Skip to contents

Checks for duplicated values in columns

Usage

check_duplicate(
  dataset,
  uuid_column = "uuid",
  columns_to_check = NULL,
  log_name = "duplicate_log"
)

Arguments

dataset

dataset to be check as a dataframe or a list with the dataframe stored as "checked_dataset".

uuid_column

uuid column in the dataset. Default is uuid.

columns_to_check

string character with the name of the columns to check.

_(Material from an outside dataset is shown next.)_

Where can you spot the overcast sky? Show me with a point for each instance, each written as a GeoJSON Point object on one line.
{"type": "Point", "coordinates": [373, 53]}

If NULL (default), it will check for the uuid_column

log_name

name of the log of flagged value

Value

return a list with the dataset checked stored as checked_dataset and a dataframe with the duplicate log

Examples


testdata <- data.frame(
  uuid = c(letters[1:4], "a", "b", "c"),
  col_a = runif(7),
  col_b = runif(7)
)
 
check_duplicate(testdata) |>
  knitr::kable()  
#> 
#> 
#> |uuid |     col_a|     col_b|
#> |:----|---------:|---------:|
#> |a    | 0.3974663| 0.8077894|
#> |b    | 0.6818843| 0.6999456|
#> |c    | 0.0177946| 0.5466694|
#> |d    | 0.1220869| 0.5058249|
#> |a    | 0.7882961| 0.2248206|
#> |b    | 0.4744956| 0.9330499|
#> |c    | 0.6247803| 0.5299978|
#> 
#> |uuid |old_value |question |issue           |
#> |:----|:---------|:--------|:---------------|
#> |a    |a         |uuid     |duplicated uuid |
#> |b    |b         |uuid     |duplicated uuid |
#> |c    |c         |uuid     |duplicated uuid |
 
testdata2 <- data.frame(
  uuid = letters[c(1:7)],
  village = paste("village", c(1:3, 1:3, 4)),
  ki_identifier = paste0("xx_", c(1:5, 3, 4))
)
 
check_duplicate(testdata2, 
                columns_to_check = "village") |>
  knitr::kable()  
#> 
#> 
#> |uuid |village   |ki_identifier |
#> |:----|:---------|:-------------|
#> |a    |village 1 |xx_1          |
#> |b    |village 2 |xx_2          |
#> |c    |village 3 |xx_3          |
#> |d    |village 1 |xx_4          |
#> |e    |village 2 |xx_5          |
#> |f    |village 3 |xx_3          |
#> |g    |village 4 |xx_4          |
#> 
#> |uuid |question |old_value |issue              |
#> |:----|:--------|:---------|:------------------|
#> |d    |village  |village 1 |duplicated village |
#> |e    |village  |village 2 |duplicated village |
#> |f    |village  |village 3 |duplicated village |
 
check_duplicate(testdata2, 
                columns_to_check = c("village", "ki_identifier"),
                uuid = "uuid") |>
  knitr::kable()  
#> 
#> 
#> |uuid |village   |ki_identifier |
#> |:----|:---------|:-------------|
#> |a    |village 1 |xx_1          |
#> |b    |village 2 |xx_2          |
#> |c    |village 3 |xx_3          |
#> |d    |village 1 |xx_4          |
#> |e    |village 2 |xx_5          |
#> |f    |village 3 |xx_3          |
#> |g    |village 4 |xx_4          |
#> 
#> |uuid |question      |old_value |issue                                |
#> |:----|:-------------|:---------|:------------------------------------|
#> |f    |village       |village 3 |duplicated village ~/~ ki_identifier |
#> |f    |ki_identifier |xx_3      |duplicated village ~/~ ki_identifier |